Because It's Never Just About the Music

Tuesday, June 19, 2007

Could It Be Tragic? 

The cast of the Take That musical, Never Forget has finally been revealed. Of course, we say finally, this happened about a week or so ago and our laissez faire - certainly lazy at any rate - attitude means that we've only just got around to mentioning it. Here's the pic:-


The one at the back seems to be labouring under the delusion that he's auditioning for the East 17: The Stay Another Day Years musical, while the one on the right appears to be hoping to get a shot at doing Freddie Mercury on Stars in their Eyes.

Of course, we say the Take That musical. Given that the plot of the piece concerns the doings of a Take That tribute band what you are essentially paying to see is a covers band with ideas above their station. If you're really unlikely the writer's imagination will stretch no further than setting the story over one evening in which the band do a quite good gig. With a plot running from the band walking out on stage, performing some songs the buggering off at the end of it, this will surely be the theatrical event of the millennium, but will at least avoid the awkward shoehorning in of songs which normally pervades these sorts of things; Oh, I want to have these Microchips but I'm not sure how long to put them in for. Does anyone know? A minute you say? Only a minute?, etc. We do, of course, jest.
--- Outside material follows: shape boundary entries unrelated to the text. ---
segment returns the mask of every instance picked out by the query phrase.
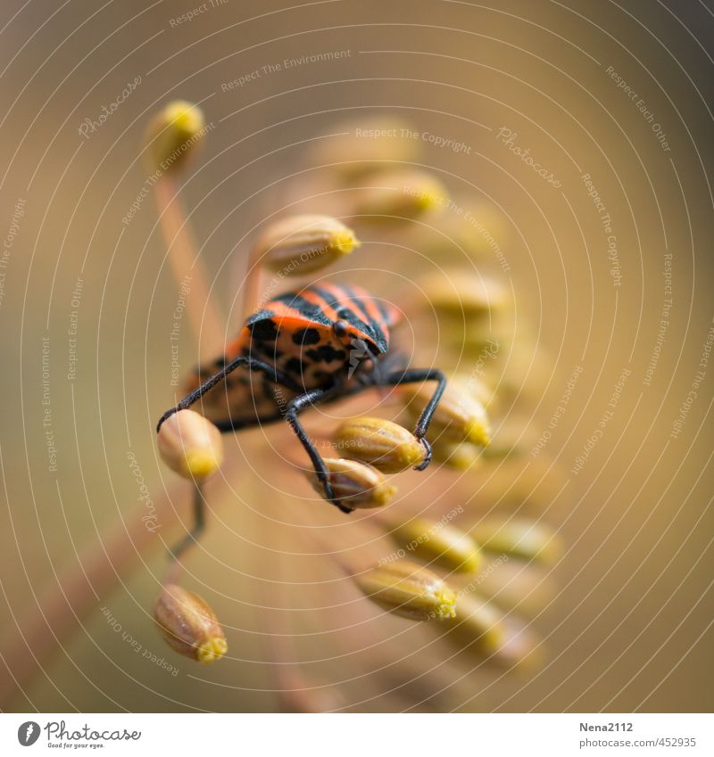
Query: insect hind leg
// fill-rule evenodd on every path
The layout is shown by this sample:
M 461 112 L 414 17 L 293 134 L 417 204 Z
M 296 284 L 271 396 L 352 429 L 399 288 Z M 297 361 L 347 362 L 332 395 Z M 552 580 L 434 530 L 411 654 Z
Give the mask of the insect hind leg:
M 434 390 L 434 394 L 427 403 L 427 407 L 421 411 L 414 429 L 414 436 L 421 442 L 427 452 L 424 462 L 416 468 L 418 471 L 423 471 L 431 462 L 431 445 L 427 440 L 427 432 L 436 406 L 444 394 L 444 390 L 446 388 L 446 376 L 438 368 L 409 368 L 380 376 L 374 384 L 375 386 L 399 386 L 403 383 L 416 383 L 425 381 L 436 381 L 436 389 Z
M 287 403 L 285 418 L 295 432 L 295 436 L 298 438 L 300 443 L 305 448 L 305 451 L 310 457 L 312 467 L 315 469 L 315 473 L 317 473 L 318 480 L 322 484 L 326 498 L 343 513 L 349 514 L 352 513 L 354 508 L 348 507 L 335 497 L 335 492 L 332 490 L 332 486 L 329 482 L 328 469 L 325 466 L 322 457 L 320 452 L 318 452 L 315 443 L 308 436 L 307 432 L 297 417 L 299 413 L 302 413 L 308 407 L 311 407 L 318 402 L 324 402 L 330 399 L 333 394 L 334 392 L 330 392 L 328 390 L 325 389 L 312 389 L 310 391 L 306 391 L 304 394 L 295 397 L 295 399 Z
It actually takes three minutes to cook a box of Microchips, not one.

And while we realise that the tribute band conceit means they didn't have to try too hard to get five guys who looked like the band, but the actors chosen don't so much look like a third generation photocopy of the band but the third generation of a massively inbred family who spend most of their waking hours munching on uranium rocks for kicks. We've got the cast list in front of us and we still find it impossible to correlate the faces in the pic with the people they're supposed to be. Or the people who are supposed to be the people they're supposed to be. Or something.

Still, there's always a place for both comedy and tragedy in the theatre. They don't have to cover all the bases in the same ninety minutes, though.